Но откуда « неуловимое», вызвавшее в ней жалость?

Сказал ли ей Чехов, что среди гостей — Ольга Леонардовна Книппер? И гостья не простая — они уже были на «ты». Первое письмо, отправленное ею 6 августа в Ялту, по дороге в Москву, не скрывало новых отношений: «Будущее лето мы с тобой постараемся пожить на севере, хорошо? <…> Вспоминаю Гурзуф и жалею о многом. Ты меня сейчас немкой выругаешь — правда? Ну, будь здоров, живи, не кисни, пиши и для всех и для меня в особенности. Целую твою многодумную голову, почувствуй мой горячий поцелуй. Addio, мой академик. Люби меня и пиши. Твоя актриса».

Еще откровеннее второе письмо, по прибытии в Москву, после репетиции в театре: «Влад. Ивановичу сказала про наши с тобой грешки. <…> Пиши, ради Бога, пьесу, не томи ты всех, ведь она у тебя вся почти готова. Ну, покойной ночи, спи, отдыхай, люби меня, будь ласков с Машей и матерью. Целую тебя, дорогой мой писатель.<…> Твоя Ольга». О «грешках» Немирович сообщил Станиславскому: «…она мне сказала, что брак ее с Ант. Павл, дело решенное… Ай-ай-ай! Это, может быть, и не секрет, я не расспрашивал. Но она мне так сообщила: „После мамы вам первому говорю“».

Наверно, эта новость не осталась секретом для всего театра. Книппер словно спешила оповестить свое окружение, обозначить свое новое положение в театре, в глазах родных и знакомых. Ей исполнялось 32 года. Дочь прусского подданного, инженера-директора кононовских технических заведений в Вятской и Саратовской губерниях, она окончила курс в Московской частной женской гимназии и в 1885 году сдала экзамен на звание домашней учительницы — как Мария Павловна, как многие ее современницы. Семейная катастрофа не сломила ее, а будто подхлестнула. Эти драматические события остались в намеках окружающих, в неясных слухах: будто бы самоубийство отца и отказ семейства Гончаровых (тех самых, с Полотняного завода), с которыми дружила семья Книпперов, видеть в Ольге избранницу их сына.

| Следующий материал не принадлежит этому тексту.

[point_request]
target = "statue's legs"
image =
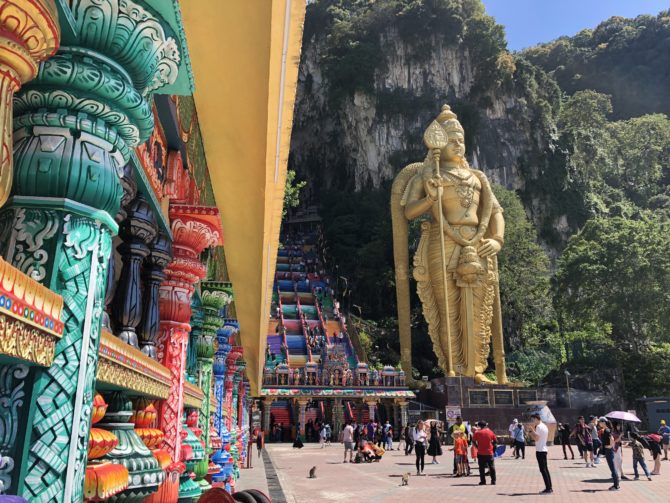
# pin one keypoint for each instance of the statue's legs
(470, 310)
(436, 279)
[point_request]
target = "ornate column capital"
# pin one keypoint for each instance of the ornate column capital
(29, 34)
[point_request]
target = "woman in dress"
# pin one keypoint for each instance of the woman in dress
(434, 447)
(419, 437)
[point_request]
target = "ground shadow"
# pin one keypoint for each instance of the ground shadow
(519, 494)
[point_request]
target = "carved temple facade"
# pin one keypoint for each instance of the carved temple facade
(123, 366)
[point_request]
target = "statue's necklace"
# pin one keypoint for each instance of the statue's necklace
(464, 186)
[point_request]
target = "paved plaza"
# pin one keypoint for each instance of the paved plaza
(518, 481)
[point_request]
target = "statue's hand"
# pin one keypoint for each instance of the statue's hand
(489, 248)
(433, 187)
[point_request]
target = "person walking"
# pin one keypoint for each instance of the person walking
(409, 440)
(655, 448)
(459, 425)
(485, 440)
(434, 447)
(260, 442)
(617, 434)
(460, 452)
(608, 448)
(419, 437)
(540, 433)
(389, 438)
(348, 441)
(520, 441)
(564, 432)
(638, 456)
(323, 435)
(664, 431)
(582, 435)
(595, 439)
(402, 441)
(512, 431)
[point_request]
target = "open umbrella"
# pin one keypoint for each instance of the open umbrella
(623, 416)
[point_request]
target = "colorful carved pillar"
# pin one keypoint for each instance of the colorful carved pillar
(138, 231)
(222, 457)
(338, 415)
(302, 404)
(145, 472)
(231, 370)
(153, 275)
(73, 127)
(240, 365)
(29, 34)
(267, 412)
(194, 228)
(404, 412)
(215, 296)
(372, 408)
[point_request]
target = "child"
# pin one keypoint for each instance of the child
(460, 452)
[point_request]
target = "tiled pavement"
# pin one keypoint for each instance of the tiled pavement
(518, 481)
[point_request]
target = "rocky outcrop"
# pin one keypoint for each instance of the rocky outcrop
(365, 138)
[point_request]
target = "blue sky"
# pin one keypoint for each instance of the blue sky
(529, 22)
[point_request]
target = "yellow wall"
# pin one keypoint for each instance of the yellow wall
(236, 49)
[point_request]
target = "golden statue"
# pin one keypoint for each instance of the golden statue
(455, 265)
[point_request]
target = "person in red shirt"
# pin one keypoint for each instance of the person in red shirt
(485, 440)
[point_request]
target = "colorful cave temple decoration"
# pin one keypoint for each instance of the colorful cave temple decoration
(313, 372)
(123, 376)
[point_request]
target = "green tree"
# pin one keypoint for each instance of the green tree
(292, 192)
(524, 272)
(617, 271)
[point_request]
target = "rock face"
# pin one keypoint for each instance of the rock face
(366, 137)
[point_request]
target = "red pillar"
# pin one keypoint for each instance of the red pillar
(194, 228)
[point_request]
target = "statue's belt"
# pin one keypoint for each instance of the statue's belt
(466, 232)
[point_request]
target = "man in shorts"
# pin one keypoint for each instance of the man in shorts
(348, 440)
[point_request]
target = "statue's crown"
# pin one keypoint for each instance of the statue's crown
(449, 121)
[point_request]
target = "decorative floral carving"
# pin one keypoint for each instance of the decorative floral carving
(12, 382)
(126, 367)
(82, 264)
(132, 36)
(33, 228)
(29, 33)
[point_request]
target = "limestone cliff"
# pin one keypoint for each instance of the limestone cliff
(362, 135)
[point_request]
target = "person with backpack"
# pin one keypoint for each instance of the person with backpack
(664, 431)
(486, 441)
(655, 448)
(608, 448)
(419, 437)
(409, 440)
(638, 456)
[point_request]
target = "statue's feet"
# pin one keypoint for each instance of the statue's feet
(482, 379)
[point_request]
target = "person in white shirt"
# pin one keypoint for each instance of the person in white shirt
(512, 433)
(348, 440)
(539, 432)
(419, 436)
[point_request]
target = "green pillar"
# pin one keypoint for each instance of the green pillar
(74, 126)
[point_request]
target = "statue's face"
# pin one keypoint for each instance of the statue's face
(455, 149)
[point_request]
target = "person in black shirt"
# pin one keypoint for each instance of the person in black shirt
(608, 449)
(564, 430)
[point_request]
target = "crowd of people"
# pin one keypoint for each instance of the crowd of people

С немецким упорством она отстаивала свою самостоятельность, свой выбор профессии, образ жизни, круг знакомств. Умная, наделенная сильным характером, она знала, чего хочет, и добивалась своего. Не злая, не коварная, не завистливая, Ольга Леонардовна держалась в училище, потом в театре своими внутренними правилами. Главное из них: при всех обстоятельствах не терять лица, сохранять чувство меры и юмора. Замеченная и выделенная еще в училище своим учителем Немировичем, она сразу заняла в театре заметное место. О ее даровании Немирович говорил в 1898 году: «определенна», то есть не склонна к романтическому, мелодраматическому, тем более — к символистскому репертуару. Он полагал, что она «еще возьмет свое», что не перегорит на двух-трех ролях, а будет осваивать актерское мастерство спокойно. В ролях, подходящих ее темпераменту и задаткам, внешним данным. Немирович ценил в ней стремление к безупречному исполнению.